Terri-Rae Elmer (born 1956) is an American radio personality. Elmer was a radio news announcer for KFI AM 640 from 1983 to 2011. Following KFI Terri-rae became the co-host of the morning show on KABC 790 with Doug McIntyre. Cumulus Media did not renew her contract for 2017 and she is no longer on KABC-790AM. She was born in Brooklyn, Wisconsin.

==Early career==

Prior to joining KFI, Elmer served at KFBK in Sacramento, where her work was recognized by the California Farm Bureau Federation, which selected her as Agricultural Reporter of the Year in 1983, and by the Associated Press for Best Agricultural News Story in 1986.

==KFI (1983-2011)==

From 1990 to 1993, Elmer and Tracey Miller co-hosted KFI's TNT in the Morning, the first morning-drive show in a major market to feature two women in the lead roles.

From 1993 until her departure from KFI in December 2011, Elmer handled news during KFI's afternoon "drive time" and participated with the hosts of The John and Ken Show to the extent that she was a virtual sidekick on that program, often breaking from her newsreader role and expressing points of view. During the 6pm hour of The John and Ken Show on December 7, 2011, John Kobylt announced Elmer was leaving KFI to pursue another opportunity.

==KABC (2012-2016)==
On January 3, 2012, Elmer joined a new morning show on Los Angeles-based KABC 790AM with co-host Doug McIntyre. In late 2016, Elmer's contract was not renewed for 2017, ending her association with KABC.

==Awards==
In 2006 Elmer shared the Associated Press's Bill Stout Award for Station Spot News with other members of the KFI news team for their coverage September 2005 Topanga fire.

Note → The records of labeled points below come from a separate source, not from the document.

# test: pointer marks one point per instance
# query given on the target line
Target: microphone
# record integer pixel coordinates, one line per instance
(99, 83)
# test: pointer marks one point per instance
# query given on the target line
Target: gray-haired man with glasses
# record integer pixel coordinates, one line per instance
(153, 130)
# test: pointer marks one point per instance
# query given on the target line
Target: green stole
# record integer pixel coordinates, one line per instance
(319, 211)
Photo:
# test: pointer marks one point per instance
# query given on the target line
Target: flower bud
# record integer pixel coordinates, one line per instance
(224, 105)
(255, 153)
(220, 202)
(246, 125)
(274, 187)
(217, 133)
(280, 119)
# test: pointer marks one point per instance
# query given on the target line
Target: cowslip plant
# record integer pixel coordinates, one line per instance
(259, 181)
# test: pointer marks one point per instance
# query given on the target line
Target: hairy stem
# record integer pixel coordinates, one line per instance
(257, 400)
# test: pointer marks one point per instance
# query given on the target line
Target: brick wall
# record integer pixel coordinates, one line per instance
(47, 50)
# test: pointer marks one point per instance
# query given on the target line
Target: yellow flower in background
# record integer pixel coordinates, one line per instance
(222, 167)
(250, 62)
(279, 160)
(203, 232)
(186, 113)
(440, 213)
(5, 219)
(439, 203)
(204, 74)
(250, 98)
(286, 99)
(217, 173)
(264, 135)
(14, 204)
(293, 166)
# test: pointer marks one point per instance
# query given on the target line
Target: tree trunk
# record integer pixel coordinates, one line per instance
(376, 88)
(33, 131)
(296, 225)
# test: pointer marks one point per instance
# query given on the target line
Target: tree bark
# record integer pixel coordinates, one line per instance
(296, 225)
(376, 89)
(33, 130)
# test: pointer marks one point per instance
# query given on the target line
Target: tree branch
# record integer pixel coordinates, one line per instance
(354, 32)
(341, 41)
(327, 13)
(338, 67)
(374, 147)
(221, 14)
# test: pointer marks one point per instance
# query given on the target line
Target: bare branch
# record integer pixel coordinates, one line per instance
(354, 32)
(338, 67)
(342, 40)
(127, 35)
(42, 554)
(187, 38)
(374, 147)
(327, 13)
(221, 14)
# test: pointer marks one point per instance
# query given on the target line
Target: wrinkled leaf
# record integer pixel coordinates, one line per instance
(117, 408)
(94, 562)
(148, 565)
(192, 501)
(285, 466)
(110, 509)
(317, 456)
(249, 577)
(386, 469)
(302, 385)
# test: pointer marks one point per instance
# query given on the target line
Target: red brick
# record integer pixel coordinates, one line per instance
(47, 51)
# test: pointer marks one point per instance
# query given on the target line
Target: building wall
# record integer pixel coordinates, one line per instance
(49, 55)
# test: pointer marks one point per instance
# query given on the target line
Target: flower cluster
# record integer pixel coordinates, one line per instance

In 2010 Elmer shared a nomination for the Associated Press's Best News Broadcast (less than 15 minutes). No winner was declared in this category.

==Philanthropy==
Elmer is an avid bicyclist, riding for fun and fitness and taking part in numerous races, including century (100 mile) races, as she reports on the air. Since 2008 she has participated in the Bike MS ride to raise money for the National Multiple Sclerosis Society. While she was the afternoon news anchor on KFI, her participation was mentioned on The John and Ken Show, and listeners were exhorted, often loudly, by John Kobylt, to make donations.
The KFI team, which Elmer co-chaired with the station's News Director, Chris Little, raised close to $100,000 in this way.

==Family==
Elmer was born on a dairy farm in Brooklyn, Wisconsin, the eldest child of father Paul Elmer Jr. and mother Nancy Elmer. She has two younger sisters, Jill Farnsworth and Lori Weaver. She is married to Gerry Wallace.